Feeding difficulties in ASD can be alleviated through the supplementation of essential nutrients such as vitamins B6, folate and vitamin B12, which has been recommended by some studies.54) The importance of vitamin/mineral supplements in children ASD has been shown. This possibly improves their performance in the areas of hyperactivity, tantrums, overall behavior, and receptive language.55) Additionally, folate adminstration in autistic children with low 5MTHF (L-5-methyltetrahydrofolate) levels has been found to result in normalization of folate, and to relieve ASD symptoms.56) However, reports about consumption and concentration of vitamins in children ASD are still inconclusive.57)
In our study, there was a statistically significant negative association between ASD and serum vitamin D and VDR, vitamin B6 and B12, and folate according to the total CARS scores. In addition, a positive association with homocysteine was shown. High serum homocysteine with low levels of serum vitamin D, VDR and B6, folate, vitamin B12 are associated with more severe ASD clinical findings. This finding supports the studies showing negative correlation with previous CARS scores.6,13,30) There was no significant correlation between CARS score and age, Ca, P, ALP, BMI. A significant positive correlation between age and vitamin D levels only was determined. It was found a relationship in our study between high homocysteine levels with low serum vitamin D, VDR and B6, folate, and vitamin B12. This finding supports the studies showing that low levels of vitamins B6 and B12 and folate associated with increased levels of homocysteine in the literature. Low vitamin D and VDR levels may cause a rise in homocysteine levels and may also have a role in the etiology of ASD. However, this is the first study to investigate the association between homocysteine and vitamin D and VDR, there is a need for further studies to evaluate this relationship in more detail.
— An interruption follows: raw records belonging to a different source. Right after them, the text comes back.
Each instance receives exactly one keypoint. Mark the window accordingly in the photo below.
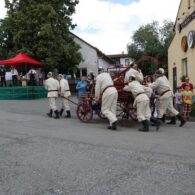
(185, 67)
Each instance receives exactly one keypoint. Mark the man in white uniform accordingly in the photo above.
(141, 102)
(134, 70)
(165, 99)
(64, 93)
(52, 86)
(107, 93)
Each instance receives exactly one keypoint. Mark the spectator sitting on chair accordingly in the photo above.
(32, 72)
(14, 76)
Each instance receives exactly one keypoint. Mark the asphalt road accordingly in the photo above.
(43, 156)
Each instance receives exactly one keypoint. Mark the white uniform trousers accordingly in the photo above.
(166, 105)
(143, 110)
(52, 103)
(108, 107)
(65, 104)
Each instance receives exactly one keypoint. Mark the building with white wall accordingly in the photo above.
(92, 57)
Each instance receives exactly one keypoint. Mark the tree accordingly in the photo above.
(41, 29)
(151, 40)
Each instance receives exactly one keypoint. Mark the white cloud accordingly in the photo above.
(114, 24)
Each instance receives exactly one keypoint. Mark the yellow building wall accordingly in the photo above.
(175, 52)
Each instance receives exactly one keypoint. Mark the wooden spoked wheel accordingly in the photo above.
(84, 112)
(100, 114)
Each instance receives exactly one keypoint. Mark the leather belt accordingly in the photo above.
(164, 92)
(140, 94)
(106, 88)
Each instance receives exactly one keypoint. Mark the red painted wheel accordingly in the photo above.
(100, 115)
(84, 112)
(132, 112)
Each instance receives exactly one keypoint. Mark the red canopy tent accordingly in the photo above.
(21, 59)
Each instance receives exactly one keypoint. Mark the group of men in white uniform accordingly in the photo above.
(106, 92)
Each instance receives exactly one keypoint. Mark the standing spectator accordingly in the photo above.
(108, 95)
(187, 82)
(64, 93)
(187, 96)
(14, 76)
(2, 75)
(32, 72)
(41, 76)
(81, 87)
(178, 100)
(52, 86)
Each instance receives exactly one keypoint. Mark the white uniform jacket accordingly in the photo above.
(162, 85)
(52, 86)
(104, 80)
(138, 91)
(64, 88)
(138, 75)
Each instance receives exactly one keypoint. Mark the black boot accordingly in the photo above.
(145, 127)
(173, 121)
(181, 119)
(163, 119)
(56, 114)
(61, 111)
(68, 114)
(113, 126)
(50, 113)
(156, 122)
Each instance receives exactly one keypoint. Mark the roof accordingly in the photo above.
(119, 56)
(99, 53)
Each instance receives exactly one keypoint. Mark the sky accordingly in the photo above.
(110, 24)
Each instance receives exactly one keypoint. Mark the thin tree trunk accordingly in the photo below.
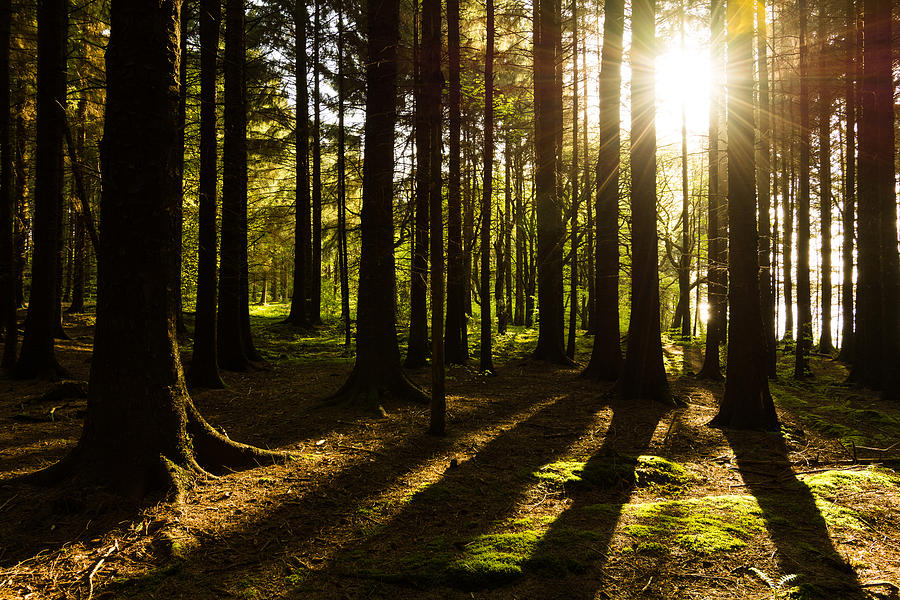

This study has some limitations. It is a cross-sectional investigation, which was conducted in a small sample group, and the study samples were not assessed for mean sun exposure and oral diet habits. In this study, psychiatric comorbidities were not assessed using semi-structured instruments such as the Schedule for Affective Disorders and Schizophrenia for School-Age Children–Present and Lifetime Version (K-SADS-PL). In addition, gene polymorphisms such as MTHFR and central nervous system associated with folate and homocysteine metabolism were not assayed.
This study has shown that low serum vitamin D and VDR levels and high homocysteine and low vitamins B6 and B12 and folate may be important in the etiopathogenesis of ASD. It is the first study determining VDR levels in ASD and evaluating the relation between ASD and VDR; however, further studies should be done to determine the exact mechanism of contribution of these parameters to ASD etiology and treatment. Also, a larger controlled study for assessing serum levels of vitamin D, vitamin B6, folate, vitamin B12 intake in ASD patients is warranted. The effects of these vitamin complexes on clinical symptoms in individuals with ASD, and optimal supplementation strategies and their long-term effects on child neurodevelopment also needs further investigation.
This study was supported by Kahramanmaras Sutcu Imam University Research Foundation (2014/3-49M). The authors wish to thank the patients and families who participated in this study.